Overview

  • During recent years, Honduras has registered the second highest economic growth rates in Central America, only behind Panama. The country’s GDP growth reached 4.8 percent in 2017 and 3.7 percent in 2018 and is projected to grow 3.3 percent in 2019, above the average in Central America and well above the average in Latin America and the Caribbean (LAC).

    In addition, Honduras has sustained progress with adjustments allowing the reduction of fiscal deficit and stabilization of public debt.

    Honduras possesses multiple strengths with the potential to propel the country towards faster growth and higher shared prosperity, with its strategic location, a growing industrial base, ongoing efforts to diversify its exports, and a young and growing population.

    However, the country faces high levels of poverty and inequality. While the middle-income country poverty rate (US$5.5 per person per day) dropped from 60.8 percent to 52.6 percent between 2005 and 2017, the extreme poverty rate (US$1.90 per person per day, the international poverty line) is 17.2 percent, the highest rate in LAC after Haiti. Inequality (GINI 50.5 in 2017, among the highest in the region and the world) has also resulted in one of the smallest middle classes in LAC (11 percent in 2015, compared with 35 percent regional average).

    In addition, Honduras struggles from high levels of violence with over 41 homicides per 100,000 inhabitants (2017), among the highest in the world. Moreover, Honduras is vastly exposed to natural adverse events and climate change, especially heavy rainfall and drought that regularly occur and disproportionately affect the poor.

    Moderate and volatile economic growth and high inequality have created the conditions for the emergence of two mutually reinforcing cycles in the country: i) a high crime-low growth cycle; and ii) an emigration/remittance flows-low growth cycle. These continue to affect the economy’s growth potential and the economic opportunities available for Hondurans. These dynamics intertwine to act as push factors for migration.
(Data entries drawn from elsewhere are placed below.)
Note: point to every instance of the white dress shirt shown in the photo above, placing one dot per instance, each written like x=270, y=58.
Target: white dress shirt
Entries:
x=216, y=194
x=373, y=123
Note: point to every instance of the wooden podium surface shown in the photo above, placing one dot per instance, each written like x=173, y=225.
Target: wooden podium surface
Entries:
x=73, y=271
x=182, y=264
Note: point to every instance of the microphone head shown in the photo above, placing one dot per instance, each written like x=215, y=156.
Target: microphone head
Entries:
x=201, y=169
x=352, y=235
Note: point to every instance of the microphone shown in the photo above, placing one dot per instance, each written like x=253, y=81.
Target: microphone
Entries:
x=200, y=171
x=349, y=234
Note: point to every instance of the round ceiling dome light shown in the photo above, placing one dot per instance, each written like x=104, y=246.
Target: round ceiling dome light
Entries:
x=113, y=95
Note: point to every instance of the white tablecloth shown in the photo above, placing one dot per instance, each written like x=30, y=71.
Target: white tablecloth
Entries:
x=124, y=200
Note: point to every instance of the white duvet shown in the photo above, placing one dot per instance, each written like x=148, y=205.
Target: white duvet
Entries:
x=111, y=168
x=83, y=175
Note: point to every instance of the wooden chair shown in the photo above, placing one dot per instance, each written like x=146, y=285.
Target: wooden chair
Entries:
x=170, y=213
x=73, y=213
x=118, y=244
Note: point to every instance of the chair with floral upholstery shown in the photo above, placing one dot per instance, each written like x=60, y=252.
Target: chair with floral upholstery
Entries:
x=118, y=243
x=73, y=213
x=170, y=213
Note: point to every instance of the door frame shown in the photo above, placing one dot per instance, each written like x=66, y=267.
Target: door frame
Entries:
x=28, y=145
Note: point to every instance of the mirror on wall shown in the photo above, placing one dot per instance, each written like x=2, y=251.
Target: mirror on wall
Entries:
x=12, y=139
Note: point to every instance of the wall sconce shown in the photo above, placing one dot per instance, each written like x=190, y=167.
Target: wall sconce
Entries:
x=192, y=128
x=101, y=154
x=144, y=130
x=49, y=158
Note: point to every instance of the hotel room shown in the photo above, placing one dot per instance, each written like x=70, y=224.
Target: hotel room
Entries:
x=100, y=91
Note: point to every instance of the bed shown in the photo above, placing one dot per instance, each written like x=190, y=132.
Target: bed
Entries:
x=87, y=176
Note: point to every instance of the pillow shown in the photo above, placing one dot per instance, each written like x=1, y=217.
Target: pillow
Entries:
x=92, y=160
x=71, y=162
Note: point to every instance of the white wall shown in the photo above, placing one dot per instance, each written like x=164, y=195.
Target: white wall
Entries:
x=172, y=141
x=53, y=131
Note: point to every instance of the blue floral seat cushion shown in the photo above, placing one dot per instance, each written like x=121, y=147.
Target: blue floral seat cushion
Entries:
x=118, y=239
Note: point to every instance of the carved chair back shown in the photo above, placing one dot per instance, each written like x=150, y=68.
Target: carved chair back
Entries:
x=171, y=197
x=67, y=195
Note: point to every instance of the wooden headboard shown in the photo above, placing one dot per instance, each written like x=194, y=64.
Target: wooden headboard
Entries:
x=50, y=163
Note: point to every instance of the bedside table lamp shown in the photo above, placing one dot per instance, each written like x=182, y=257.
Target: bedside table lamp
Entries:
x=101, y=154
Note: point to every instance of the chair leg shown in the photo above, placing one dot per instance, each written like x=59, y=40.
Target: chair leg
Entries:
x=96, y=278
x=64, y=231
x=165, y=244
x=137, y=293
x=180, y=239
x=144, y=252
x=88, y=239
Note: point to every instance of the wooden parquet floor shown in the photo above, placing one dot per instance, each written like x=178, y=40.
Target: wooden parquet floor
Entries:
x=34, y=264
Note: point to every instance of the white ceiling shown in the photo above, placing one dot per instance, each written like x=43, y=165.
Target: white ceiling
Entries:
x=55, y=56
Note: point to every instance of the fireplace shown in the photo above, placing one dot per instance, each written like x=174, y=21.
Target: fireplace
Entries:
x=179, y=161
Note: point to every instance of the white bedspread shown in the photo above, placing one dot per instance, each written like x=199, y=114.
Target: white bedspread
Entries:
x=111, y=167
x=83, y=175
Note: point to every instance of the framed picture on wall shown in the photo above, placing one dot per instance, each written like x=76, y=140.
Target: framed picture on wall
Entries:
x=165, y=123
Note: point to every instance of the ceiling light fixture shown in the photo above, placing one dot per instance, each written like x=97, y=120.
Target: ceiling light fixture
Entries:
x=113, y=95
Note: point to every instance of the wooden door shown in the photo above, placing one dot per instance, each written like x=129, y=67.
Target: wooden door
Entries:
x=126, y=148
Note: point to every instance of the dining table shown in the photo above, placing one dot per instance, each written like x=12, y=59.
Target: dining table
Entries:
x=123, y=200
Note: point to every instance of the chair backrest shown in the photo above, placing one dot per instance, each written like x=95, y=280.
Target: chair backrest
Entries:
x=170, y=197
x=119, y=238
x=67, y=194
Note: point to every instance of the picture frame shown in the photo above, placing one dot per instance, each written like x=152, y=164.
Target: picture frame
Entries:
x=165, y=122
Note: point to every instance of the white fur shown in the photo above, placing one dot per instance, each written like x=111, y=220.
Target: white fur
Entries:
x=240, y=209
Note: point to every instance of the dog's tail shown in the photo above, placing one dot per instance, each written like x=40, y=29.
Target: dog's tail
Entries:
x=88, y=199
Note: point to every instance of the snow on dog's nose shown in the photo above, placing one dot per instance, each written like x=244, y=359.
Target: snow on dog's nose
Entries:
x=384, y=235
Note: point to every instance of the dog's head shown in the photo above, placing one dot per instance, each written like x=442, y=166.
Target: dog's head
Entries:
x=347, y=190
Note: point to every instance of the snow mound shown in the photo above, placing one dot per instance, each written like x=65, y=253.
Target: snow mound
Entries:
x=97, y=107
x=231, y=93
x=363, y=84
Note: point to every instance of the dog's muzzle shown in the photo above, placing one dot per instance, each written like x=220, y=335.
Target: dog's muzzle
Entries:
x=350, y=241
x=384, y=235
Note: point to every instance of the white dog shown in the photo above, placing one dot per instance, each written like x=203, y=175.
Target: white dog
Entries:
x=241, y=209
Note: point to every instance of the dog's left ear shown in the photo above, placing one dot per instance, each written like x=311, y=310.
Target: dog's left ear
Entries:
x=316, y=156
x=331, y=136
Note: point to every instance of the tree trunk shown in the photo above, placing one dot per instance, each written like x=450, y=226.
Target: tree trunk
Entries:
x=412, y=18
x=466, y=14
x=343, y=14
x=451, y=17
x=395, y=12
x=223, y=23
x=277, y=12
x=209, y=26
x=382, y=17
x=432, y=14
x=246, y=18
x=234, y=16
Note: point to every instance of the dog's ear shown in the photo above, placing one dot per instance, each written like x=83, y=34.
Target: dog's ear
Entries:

The primary triggers of migration for many people in Honduras continue to be better economic opportunities, crime and violence, and family reintegration.

    A recent agreement with the IMF can help to strengthen the country's macroeconomic framework and support economic and institutional reforms on key issues, such as improving the sustainability of the electricity sector, as well as governance and the business climate, which can contribute to further developing a framework for inclusive growth in Honduras.

    Recent progress in boosting competitiveness in rural economic development and strengthening social protection in Honduras can also improve human capital outcomes and foster more economic opportunities among the country’s most vulnerable.

    Last Updated: Oct 10, 2019

  • On December 15, 2015, the World Bank Group Executive Board approved the Country Partnership Framework (CPF) for 2016-2020, whose pillars are to promote inclusion, strengthen growth conditions, and reduce vulnerabilities in the country.

    The CPF has seven specific objectives:

    · Expand coverage of social programs.

    · Strengthen the renovation of key infrastructure.

    · Increase access to financing.

    · Strengthen the regulatory framework and institutional capacity.

    · Improve rural productivity.

    · Strengthen resilience to natural disasters and climate change. 

    · Build capacities of local governments to prevent crime and violence.

    The World Bank’s current portfolio in Honduras totals US$259 million and includes six investment projects (two pending Congressional approval). World Bank initiatives support sectors in Honduras such as rural competitiveness, social protection, water and food security and disaster risk management.

    Last Updated: Oct 10, 2019

  • Promoting inclusion:

    Through the Education Quality, Good Governance and Institutional Strengthening Project, the Secretary of Education managed to expand school coverage in disadvantaged communities from 36 percent to 50 percent through the opening and equipping of nearly 800 pre-schools, as well as training for all their volunteer teachers.

    With support from the Nutrition and Social Protection Project, the Government of Honduras helped 36,000 at-risk children avoid food insecurity and improved their social security through a pilot education program benefitting vulnerable youth. The Social Protection Project focused on increasing school attendance and use of preventive health services by vulnerable families through conditional cash transfers known as Bono Vida Mejor. The project benefitted more than 1.5 million Hondurans (about 300,000 families) living in extreme poverty.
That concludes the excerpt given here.